Hemen hemen bütün bankalar gerek kendi internet sitelerinde gerekse şubelerinde veya kamuya yapılan reklamlarda, kredi türleri bakımından geri ödeme takvimine dayalı olarak faiz oranlarını açıklamaktadırlar. Hatta internet sitelerine girildiğinde, faiz hesaplamaya yarayacak tabloların veya programların da olduğu görülecektir.

Bunun yanında bankalar, kişiye özel sözleşme formülerleri kullanmamakta, önceden hazırladıkları sözleşme metinlerinin boşluğu doldurulmak suretiyle kredi sözleşmesini imzalatmaktadırlar. Yani, bankaların sözleşme kurma iradesinin sınırlarını içeren beyan, çok daha öncesinde hazırlanmış sözleşme metinlerinde yer almaktadır.

Bu yönüyle ele alındığında, BK m. 8/2’deki herkese açık öneri (icap) kurumunun işletilmesi söz konusu olabilir. Anılan düzenlemeye göre fiyatını göstererek mal sergilenmesi veya tarife, fiyat listesi ya da benzerlerinin gönderilmesi, aksi açıkça ve kolaylıkla anlaşılmadıkça öneri sayılır. Yukarıda sıraladığımız, kredi geri ödeme planları ve faiz oranlarının kamuya ilan edilmesi, bankaların kredi türüne göre tek tip sözleşme metinlerini kullanmaları, BK m. 8/2’in gündeme getirilmesinin haklılık payı taşıyacağını göstermektedir.
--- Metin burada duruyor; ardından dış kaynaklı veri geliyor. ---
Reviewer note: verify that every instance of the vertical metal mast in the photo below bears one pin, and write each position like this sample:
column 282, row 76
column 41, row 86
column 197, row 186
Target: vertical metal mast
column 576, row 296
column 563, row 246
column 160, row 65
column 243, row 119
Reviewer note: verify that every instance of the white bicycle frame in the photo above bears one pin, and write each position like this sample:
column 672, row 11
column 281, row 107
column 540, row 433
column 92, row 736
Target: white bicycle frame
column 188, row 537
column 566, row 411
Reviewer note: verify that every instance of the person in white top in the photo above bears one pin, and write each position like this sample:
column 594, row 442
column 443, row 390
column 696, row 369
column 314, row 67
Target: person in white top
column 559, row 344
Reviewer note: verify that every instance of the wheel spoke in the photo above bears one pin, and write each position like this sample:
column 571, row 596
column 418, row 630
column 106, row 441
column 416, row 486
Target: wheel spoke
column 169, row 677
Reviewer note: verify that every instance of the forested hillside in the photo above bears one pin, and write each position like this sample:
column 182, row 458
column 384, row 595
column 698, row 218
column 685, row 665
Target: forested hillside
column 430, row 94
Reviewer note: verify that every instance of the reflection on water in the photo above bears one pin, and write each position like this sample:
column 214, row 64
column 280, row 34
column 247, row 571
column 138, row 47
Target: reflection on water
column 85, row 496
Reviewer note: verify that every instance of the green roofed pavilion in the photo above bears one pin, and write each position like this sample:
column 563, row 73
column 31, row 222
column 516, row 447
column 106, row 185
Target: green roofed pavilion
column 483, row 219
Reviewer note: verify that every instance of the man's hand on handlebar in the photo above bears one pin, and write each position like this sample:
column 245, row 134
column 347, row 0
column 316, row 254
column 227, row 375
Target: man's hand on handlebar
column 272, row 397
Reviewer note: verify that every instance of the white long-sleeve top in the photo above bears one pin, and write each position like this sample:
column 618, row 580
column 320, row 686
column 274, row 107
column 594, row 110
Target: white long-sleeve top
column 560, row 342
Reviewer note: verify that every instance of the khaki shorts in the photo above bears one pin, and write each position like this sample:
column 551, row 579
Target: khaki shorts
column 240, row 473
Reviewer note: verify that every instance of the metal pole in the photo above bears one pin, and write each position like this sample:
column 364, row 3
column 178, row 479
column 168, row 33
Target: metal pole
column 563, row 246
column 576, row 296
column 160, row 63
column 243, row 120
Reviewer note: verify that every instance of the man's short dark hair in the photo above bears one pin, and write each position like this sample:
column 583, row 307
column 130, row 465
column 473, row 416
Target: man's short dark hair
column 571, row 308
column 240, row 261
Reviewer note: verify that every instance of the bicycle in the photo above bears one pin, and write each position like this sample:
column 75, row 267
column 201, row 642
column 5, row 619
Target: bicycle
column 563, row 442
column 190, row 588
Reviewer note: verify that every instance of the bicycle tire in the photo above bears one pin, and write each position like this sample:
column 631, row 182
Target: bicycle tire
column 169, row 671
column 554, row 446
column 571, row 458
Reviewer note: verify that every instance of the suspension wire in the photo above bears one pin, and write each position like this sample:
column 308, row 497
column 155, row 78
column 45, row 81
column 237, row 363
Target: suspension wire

Varılan bu sonuca karşı, bankaların pekâlâ, kredi sözleşmelerinde teminatın da önem taşıdığı, başvuru yapan müşteri adaylarının ekonomik durumuna ve talep edilen kredi miktarına göre teminatın türü ve kapsamının değişeceği, bu yönüyle de BK m. 8/2’nin işletilemeyeceği savunmasını getirmeleri düşünülebilir. Bu yönüyle getirilen savunma, normal zamanlarda haklılık payı taşıyacaktır. İşte dürüstlük kuralı, bu tür savunmayı, yaşanılan süreçte engelleyecek ve BK m. 8/2’ye işlerlik kazandıracaktır. Şöyle ki:

  •   Bankalar, kredi verme faaliyeti bakımından imtiyaza sahiptirler. Diğer özel hukuk kişilerinin, bu tür kredi işlemleri yapmalarının tefecilik suçu oluşturacağı açıktır.

  •   Piyasada likideyi sağlamak adına birçok tedbir alınmıştır. Bu tedbirler kapsamında, bankaların teminat ihtiyacını karşılamak için KGF teminat limitleri artırılmıştır.

  •   Merkez Bankasının bankalara yönelik bu yönde kolaylaştırıcı ve teşvik edici tedbirleri açıklanmış, Özel Bankalar da bunlara dahil edilmiştir.

Tüm bu hususlar birlikte ele alındığında, bankaların BK m. 8/2’nin uygulanmayacağına yönelik itirazları, MK m. 2 ile engellenerek, herkese açık öneri kurumu işlerlik kazanır. En azından KGF teminat limitleri dahilinde veya yeterli teminat gösterilen kredi kullanma taleplerinin bankalarca karşılanması zorunludur denilebilir.

 

2) Bankaların Güven Kurumu Olmaları

Bankaları diğer şirketlerden ayıran en önemli fark, kendilerine verilen para toplama ve kredi açma ayrıcalığıdır. Para ya da mevduat toplama ayrıcalığı bankaları bir güven kurumu haline getirmektedir. Bu kapsamda hiçbir anonim şirkete sağlanmayan imtiyazlar bankalara sağlanmıştır. Aynı şekilde bir güven kurumu olmaları neticesinde İcra İflas Kanunu’nun bazı hükümlerinde (örneğin madde 69) borçluların aleyhlerine olan işlemleri durdurabilmeleri için bankalardan teminat mektubu almaları şart koşulmuştur. Keza İİK madde 68/b uyarınca ‘‘Kredi sözleşmeleri ve bunlarla ilgili süresinde itiraz edilmemiş hesap özetleri ile ihtarnameler ve krediyi kullandıran tarafından usulüne uygun düzenlenmiş diğer belge ve makbuzlar bu Kanunun 68 inci maddesinin birinci fıkrasında belirtilen belgelerden sayılırlar. Krediyi kullanan taraf, itiraz etmediği hesap özetinin dayandığı belgelerde kendisine izafe edilen imzayı kabul etmiş sayılır’’. Bu hükümle birlikte bankalar tarafından düzenlenen hesap özetlerinin icrai kuvveti artırılmış ve borçluya kanunda belirtilen sürede itiraz etmediği takdirde itiraz için hesap özetindeki borcu ödemesi şartı koşulmuştur.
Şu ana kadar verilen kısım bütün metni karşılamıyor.